Les années vingt apportent :
- d’une part, la monographie de Walter Morgenthaler (1921) sur un de ses patients : Adolf Wolfli. Si, avec cet acte, le sacro-saint secret professionnel vole en éclats sous couvert artistique, cette question ne surgira avec acuité dans la clinique art-thérapie française qu’aux contours de la décennie 80,
- d’autre part, le volumineux travail de Hans Prinzhorn (Expression de la folie) en 1922, portant sur près de 5 000 œuvres issues de 450 internés européens, pose la question essentielle de la « gestaltung ».
Quasi en même temps, le surréalisme naissant s’instaure en tant que juge et critique de la société contemporaine fustigeant, entre autres, les médecins chefs des asiles et les soins dispensés en ces lieux. Dans les interstices de leurs accusations, ils introduisent la psychanalyse et en viennent à chercher « ce qu’il peut y avoir de génial dans la folie ». Une telle proposition remet radicalement en cause l’appréhension déficitaire de la folie. Fou parce qu’artiste ou artiste parce que fou ? Cruciale question… Progressivement les aliénistes accordent à ces « productions de déraisons » une considération qui se finalise par la mise à disposition de matériaux et d’outils de qualité. Les vertus apaisantes de l’expression créative adviennent sur le devant d’une scène accueillant dans les années trente la fameuse « ergothérapie ». Dans le même instant, nos collègues d’Amérique du Nord, déjà coutumiers de la « Bibliotherapy », forgent par la voix de Margaret Naumburg le fameux concept « Art-Therapy ». Débarquant dans l’hexagone aux confins des années soixante, il suscitera d’emblée des polémiques sémantiques toujours actives.
La psychopathologie de l’expression : une néoténie ?
En 1959 « l’art psychopathologique « (alias « art des fous ») se transforme en « psychopathologie de l’expression » comme l’officialise la création de la Société Internationale de Psychopathologie de l’Expression, puis la branche française de celle-ci (Société Française de Psychopathologie de l’Expression) quelques années plus tard.
Les apports psychodynamiques, tout comme ceux issus des travaux de la graphomotricité et de l’anti-psychiatrie, se condensent dans l’après-coup de la révolution introuvable de Mai 1968 en une quête de « créativité-imagination » teintée d’un humanisme candide favorisant une mise sur la sellette de l’art-thérapie.
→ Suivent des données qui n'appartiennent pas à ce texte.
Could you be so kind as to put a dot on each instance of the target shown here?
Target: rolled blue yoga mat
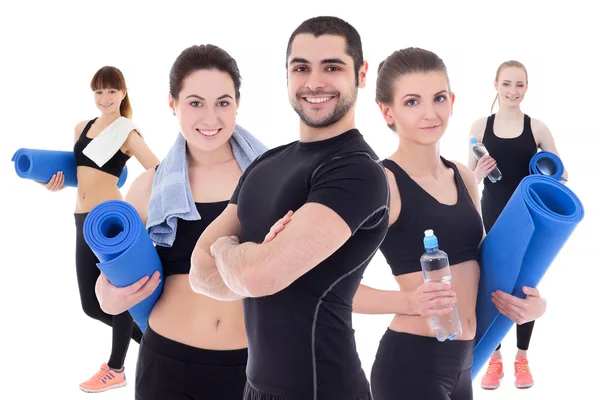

Dès cette époque, le débat sur le terme d’art-thérapie s’installe. Durant cette période emplie de soubresauts conflictuels et de publications novatrices, l’art-thérapie entre en université sous la forme de DU (Diplôme d’Université) d’une part avec des intitulés variés, d’autre part avec des contenus et des durées forts différents selon les localisations. Toutefois, cette mise en institution ne s’accompagne pas, contrairement à la Grande-Bretagne par exemple, d’une reconnaissance par les instances officielles de santé.
Entre aujourd’hui et demain : une nécessaire affirmation
Actuellement, l’absence d’inscription en tant que profession médicale continue à lui conférer un statut flottant, si ce n’est marginal. Outre cela l’art-thérapie « made in France » jouit d’un isolement paradoxal ! Des initiatives, telle que le lancement de la revue International Journal of Art-therapy, nourrissent par-delà les frontières l’espoir de reconnaissance et de collaboration avec des collègues.
À l’approche du IIIe millénaire, l’art-thérapie française se doit d’abandonner ses querelles internes afin de faire reconnaître sa place et sa modernité.